You might be interested in a report I did a few years ago
regarding the NSA spying on us domestically.

It includes a treatment of how they perform Internet email
monitoring, by way of my describing how I monitored the
emails of more than 7000 employees on Wall Street.



http://orwellian.org/Cryptography_Manifesto.txt


It's a bit of a slog, but hey, it was my first large polemic.

Posted by: George Orwell at December 16, 2005 08:51 PM

Out of respect for your own minimalist style, David, I'm gonna answer you with two words, and two words only:

Iyman Faris.

OK, I'll elaborate.

When we caught Khalid Sheikh Mohammed, he was interrogated most rigorously, including, as I understand, "waterboarding" -- and he apparently broke in less than three minutes. One of the names he gave up was Faris.

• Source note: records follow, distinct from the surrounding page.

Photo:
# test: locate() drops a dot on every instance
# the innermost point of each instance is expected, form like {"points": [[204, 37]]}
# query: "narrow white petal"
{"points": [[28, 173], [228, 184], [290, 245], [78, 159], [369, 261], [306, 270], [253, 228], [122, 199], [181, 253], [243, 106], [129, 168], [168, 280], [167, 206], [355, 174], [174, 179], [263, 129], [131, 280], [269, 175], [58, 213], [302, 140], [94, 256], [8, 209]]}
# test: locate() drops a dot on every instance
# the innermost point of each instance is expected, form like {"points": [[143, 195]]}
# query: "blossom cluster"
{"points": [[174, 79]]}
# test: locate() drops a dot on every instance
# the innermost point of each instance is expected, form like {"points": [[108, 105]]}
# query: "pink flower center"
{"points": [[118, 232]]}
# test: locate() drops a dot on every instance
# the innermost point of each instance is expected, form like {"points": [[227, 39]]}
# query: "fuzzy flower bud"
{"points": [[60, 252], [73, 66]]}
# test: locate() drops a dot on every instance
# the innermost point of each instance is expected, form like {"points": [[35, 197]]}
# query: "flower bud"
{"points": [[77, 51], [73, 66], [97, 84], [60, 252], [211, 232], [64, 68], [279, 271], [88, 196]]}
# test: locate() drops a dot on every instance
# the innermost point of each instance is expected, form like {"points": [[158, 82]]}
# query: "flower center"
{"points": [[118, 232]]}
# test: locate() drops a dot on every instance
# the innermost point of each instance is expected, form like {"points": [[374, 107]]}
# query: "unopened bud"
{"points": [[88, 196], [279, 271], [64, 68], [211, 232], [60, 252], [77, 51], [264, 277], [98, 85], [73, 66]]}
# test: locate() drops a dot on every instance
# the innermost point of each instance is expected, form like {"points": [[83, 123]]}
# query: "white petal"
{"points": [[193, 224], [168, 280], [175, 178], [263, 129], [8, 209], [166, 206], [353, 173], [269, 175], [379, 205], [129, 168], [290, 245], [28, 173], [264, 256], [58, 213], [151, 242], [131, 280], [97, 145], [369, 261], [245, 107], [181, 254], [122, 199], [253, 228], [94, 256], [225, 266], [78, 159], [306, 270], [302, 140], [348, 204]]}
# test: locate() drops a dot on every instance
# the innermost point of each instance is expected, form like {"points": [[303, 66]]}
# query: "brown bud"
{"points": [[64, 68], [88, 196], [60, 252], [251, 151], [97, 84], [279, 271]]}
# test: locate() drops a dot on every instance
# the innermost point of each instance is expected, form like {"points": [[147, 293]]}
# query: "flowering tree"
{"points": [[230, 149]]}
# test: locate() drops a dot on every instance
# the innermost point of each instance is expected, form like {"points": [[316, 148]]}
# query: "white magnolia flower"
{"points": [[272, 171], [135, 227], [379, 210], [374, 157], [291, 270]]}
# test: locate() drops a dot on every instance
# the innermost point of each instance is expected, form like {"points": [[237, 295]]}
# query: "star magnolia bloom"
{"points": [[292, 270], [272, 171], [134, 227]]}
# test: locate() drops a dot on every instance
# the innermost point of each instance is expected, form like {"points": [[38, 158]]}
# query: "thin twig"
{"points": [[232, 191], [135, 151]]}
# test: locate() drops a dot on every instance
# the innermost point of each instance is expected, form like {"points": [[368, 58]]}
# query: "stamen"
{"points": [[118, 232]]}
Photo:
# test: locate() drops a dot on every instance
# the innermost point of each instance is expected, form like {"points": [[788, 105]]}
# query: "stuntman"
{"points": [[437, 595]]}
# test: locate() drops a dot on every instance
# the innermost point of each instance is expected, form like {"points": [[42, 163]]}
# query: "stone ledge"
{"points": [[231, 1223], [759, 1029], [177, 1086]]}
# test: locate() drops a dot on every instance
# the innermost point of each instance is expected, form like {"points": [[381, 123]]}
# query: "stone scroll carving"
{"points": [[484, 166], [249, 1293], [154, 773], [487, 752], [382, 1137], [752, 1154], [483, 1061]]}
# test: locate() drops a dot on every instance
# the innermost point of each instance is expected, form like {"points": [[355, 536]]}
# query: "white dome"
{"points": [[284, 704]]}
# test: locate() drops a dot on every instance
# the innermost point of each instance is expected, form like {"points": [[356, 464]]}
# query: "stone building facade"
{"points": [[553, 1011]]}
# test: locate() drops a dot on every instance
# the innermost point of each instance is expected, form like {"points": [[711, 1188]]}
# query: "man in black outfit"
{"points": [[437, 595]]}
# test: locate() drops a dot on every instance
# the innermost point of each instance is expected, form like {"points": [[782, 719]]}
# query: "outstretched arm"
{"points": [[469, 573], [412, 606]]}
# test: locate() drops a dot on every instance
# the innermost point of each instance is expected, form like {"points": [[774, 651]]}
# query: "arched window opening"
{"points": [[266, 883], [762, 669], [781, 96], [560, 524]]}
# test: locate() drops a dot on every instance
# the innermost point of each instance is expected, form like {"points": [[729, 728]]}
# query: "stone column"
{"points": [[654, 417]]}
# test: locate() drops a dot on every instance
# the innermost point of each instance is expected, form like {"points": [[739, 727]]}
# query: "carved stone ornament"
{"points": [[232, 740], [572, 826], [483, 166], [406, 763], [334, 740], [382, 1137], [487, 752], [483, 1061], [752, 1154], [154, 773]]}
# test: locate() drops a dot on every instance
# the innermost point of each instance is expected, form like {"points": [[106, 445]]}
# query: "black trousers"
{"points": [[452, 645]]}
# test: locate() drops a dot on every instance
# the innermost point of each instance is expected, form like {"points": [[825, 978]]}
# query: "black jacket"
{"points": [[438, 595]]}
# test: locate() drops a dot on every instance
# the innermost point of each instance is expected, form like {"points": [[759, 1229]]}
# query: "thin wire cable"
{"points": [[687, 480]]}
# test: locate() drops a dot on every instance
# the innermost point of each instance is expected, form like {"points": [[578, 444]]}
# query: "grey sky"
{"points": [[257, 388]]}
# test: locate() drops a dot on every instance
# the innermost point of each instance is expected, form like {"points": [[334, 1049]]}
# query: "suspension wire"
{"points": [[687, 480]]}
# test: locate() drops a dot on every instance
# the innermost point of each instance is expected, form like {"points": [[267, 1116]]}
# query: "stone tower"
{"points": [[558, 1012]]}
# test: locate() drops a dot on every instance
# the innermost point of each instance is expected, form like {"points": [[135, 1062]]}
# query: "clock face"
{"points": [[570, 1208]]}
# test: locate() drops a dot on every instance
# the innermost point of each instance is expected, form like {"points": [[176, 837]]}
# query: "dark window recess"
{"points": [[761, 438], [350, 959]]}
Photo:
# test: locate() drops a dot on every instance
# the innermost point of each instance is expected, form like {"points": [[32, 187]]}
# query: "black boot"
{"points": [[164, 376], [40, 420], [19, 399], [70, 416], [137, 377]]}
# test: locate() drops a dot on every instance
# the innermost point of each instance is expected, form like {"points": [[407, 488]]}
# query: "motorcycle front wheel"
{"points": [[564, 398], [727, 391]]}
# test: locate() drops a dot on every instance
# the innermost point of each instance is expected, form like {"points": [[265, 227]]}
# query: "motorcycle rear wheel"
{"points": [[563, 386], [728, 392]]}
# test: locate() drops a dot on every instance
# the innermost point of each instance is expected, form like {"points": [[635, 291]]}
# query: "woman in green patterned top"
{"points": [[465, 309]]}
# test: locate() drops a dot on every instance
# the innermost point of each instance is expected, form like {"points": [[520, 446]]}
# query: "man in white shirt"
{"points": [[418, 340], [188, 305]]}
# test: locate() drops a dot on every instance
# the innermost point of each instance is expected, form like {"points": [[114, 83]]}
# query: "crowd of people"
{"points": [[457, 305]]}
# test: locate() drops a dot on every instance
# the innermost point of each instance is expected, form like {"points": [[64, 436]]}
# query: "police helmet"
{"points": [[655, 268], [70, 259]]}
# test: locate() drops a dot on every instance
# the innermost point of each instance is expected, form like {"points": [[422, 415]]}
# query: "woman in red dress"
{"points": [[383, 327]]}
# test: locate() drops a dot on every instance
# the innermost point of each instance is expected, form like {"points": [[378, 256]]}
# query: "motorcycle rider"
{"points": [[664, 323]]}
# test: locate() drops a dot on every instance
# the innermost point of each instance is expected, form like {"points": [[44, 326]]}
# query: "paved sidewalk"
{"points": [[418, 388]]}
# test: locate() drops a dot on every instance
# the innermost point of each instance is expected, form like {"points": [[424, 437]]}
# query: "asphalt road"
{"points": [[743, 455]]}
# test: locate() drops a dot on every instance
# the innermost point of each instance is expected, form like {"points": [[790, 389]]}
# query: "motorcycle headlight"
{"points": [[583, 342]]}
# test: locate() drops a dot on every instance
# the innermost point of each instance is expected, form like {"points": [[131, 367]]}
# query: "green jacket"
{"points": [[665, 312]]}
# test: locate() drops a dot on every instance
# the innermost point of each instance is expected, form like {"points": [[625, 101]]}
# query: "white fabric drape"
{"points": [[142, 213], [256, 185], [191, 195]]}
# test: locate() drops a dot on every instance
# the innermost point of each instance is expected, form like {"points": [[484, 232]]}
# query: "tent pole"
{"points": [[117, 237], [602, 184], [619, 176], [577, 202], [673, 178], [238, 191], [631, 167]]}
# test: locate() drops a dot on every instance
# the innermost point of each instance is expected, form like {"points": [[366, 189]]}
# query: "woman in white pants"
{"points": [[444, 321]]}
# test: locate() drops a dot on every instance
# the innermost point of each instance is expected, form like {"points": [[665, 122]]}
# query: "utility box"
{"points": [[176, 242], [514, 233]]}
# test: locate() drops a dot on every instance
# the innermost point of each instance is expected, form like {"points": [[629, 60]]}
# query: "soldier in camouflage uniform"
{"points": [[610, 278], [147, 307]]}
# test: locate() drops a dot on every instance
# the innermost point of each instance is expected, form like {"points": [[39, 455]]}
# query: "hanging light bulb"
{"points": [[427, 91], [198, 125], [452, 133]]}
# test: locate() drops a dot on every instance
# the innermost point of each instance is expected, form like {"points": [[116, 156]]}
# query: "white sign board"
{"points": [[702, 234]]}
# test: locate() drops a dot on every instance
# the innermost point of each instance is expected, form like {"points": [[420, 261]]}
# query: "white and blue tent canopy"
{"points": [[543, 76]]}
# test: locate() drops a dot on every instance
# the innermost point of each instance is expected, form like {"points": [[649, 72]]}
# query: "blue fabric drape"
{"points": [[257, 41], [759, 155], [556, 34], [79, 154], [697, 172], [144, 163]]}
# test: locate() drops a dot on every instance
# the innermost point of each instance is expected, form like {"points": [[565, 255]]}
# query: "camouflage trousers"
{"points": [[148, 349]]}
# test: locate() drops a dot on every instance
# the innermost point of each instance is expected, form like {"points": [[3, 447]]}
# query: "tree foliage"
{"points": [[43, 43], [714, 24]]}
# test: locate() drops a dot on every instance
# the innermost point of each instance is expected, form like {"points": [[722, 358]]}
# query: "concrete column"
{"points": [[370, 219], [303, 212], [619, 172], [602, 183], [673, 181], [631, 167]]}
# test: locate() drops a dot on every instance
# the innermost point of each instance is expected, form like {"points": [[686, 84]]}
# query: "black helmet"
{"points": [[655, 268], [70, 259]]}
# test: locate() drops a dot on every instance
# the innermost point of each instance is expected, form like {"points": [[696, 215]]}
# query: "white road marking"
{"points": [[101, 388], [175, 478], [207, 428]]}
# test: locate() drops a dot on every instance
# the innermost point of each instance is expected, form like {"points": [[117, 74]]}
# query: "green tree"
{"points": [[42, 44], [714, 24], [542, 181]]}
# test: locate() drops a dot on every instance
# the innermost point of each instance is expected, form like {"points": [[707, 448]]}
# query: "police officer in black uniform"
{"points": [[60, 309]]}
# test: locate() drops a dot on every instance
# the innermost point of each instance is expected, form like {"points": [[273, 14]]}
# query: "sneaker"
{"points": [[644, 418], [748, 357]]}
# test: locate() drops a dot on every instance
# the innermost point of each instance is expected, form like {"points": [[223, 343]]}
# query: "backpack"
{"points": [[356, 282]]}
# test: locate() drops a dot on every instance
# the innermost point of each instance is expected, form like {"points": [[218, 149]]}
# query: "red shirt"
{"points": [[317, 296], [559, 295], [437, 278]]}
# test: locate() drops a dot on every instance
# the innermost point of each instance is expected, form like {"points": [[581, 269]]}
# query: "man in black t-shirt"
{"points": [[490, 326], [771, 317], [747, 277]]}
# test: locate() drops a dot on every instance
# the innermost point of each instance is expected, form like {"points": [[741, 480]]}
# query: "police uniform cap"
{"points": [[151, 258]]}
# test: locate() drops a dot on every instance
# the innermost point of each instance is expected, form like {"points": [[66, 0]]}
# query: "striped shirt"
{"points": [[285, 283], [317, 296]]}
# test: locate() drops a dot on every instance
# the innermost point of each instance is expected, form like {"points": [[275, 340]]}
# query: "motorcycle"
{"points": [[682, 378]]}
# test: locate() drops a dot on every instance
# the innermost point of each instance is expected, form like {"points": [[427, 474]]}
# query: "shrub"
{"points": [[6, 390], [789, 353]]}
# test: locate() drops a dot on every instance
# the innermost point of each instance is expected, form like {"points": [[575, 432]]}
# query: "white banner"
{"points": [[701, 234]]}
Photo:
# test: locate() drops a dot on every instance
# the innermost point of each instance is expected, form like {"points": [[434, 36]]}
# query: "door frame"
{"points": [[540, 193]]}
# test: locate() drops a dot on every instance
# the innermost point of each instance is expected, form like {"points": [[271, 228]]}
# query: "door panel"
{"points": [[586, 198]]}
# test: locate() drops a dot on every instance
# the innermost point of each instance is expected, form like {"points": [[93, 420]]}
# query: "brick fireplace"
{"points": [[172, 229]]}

We started investigating Faris, a naturalized American from Pakistan, including via some of these NSA taps that you're protesting. That's how we found out that Faris, a long-haul truck driver, was a solid Al Qaeda member, had attended training camps in Afghanistan, and was working on a plot to destroy, among other things, the Brooklyn Bridge. Faris pleaded guilty in May 2003.

SO yeah, you got all these scary hypothetical possibilities floating around. Here's one concrete example of what actually did happen.

J.

Posted by: Jay Tea at December 17, 2005 02:46 AM

I have no idea who 'David' is, your ability to analyze is suspect.

You couldn't have possibly read it this quickly either.

Excerpt:

David Watters, a telecommunications engineer once attached to the CIA's communications research and development branch, pulls out a microwave routing map of the greater Washington area and jabs his index finger at a small circle with several lines entering it and the letters NSA. "There's your smoking pistol right here." Watters says it is tied into the local telephone company circuits, which are interconnected with the national microwave telephone system owned by AT&T. Other specialists testified to the same thing: purely domestic intercepts.

Posted by: George Orwell at December 17, 2005 05:10 AM

Whoops... I didn't look at the author; I presumed that David had posted this. As an author at a group blog myself, you'd think I'd be more careful.

And I just can't get that hugely excited about this sort of thing. The signal-to-noise ratio must be huge, so I don't worry about it too much.

J.

Posted by: Jay Tea at December 17, 2005 07:12 AM

Ah, but I give a first-hand story of how to filter out the noise, while monitoring 7000 employees' Internet emails, on Wall Street.

The results were amazing.

Well, I'm sure you have better things to do than read my slightly meandering polemic.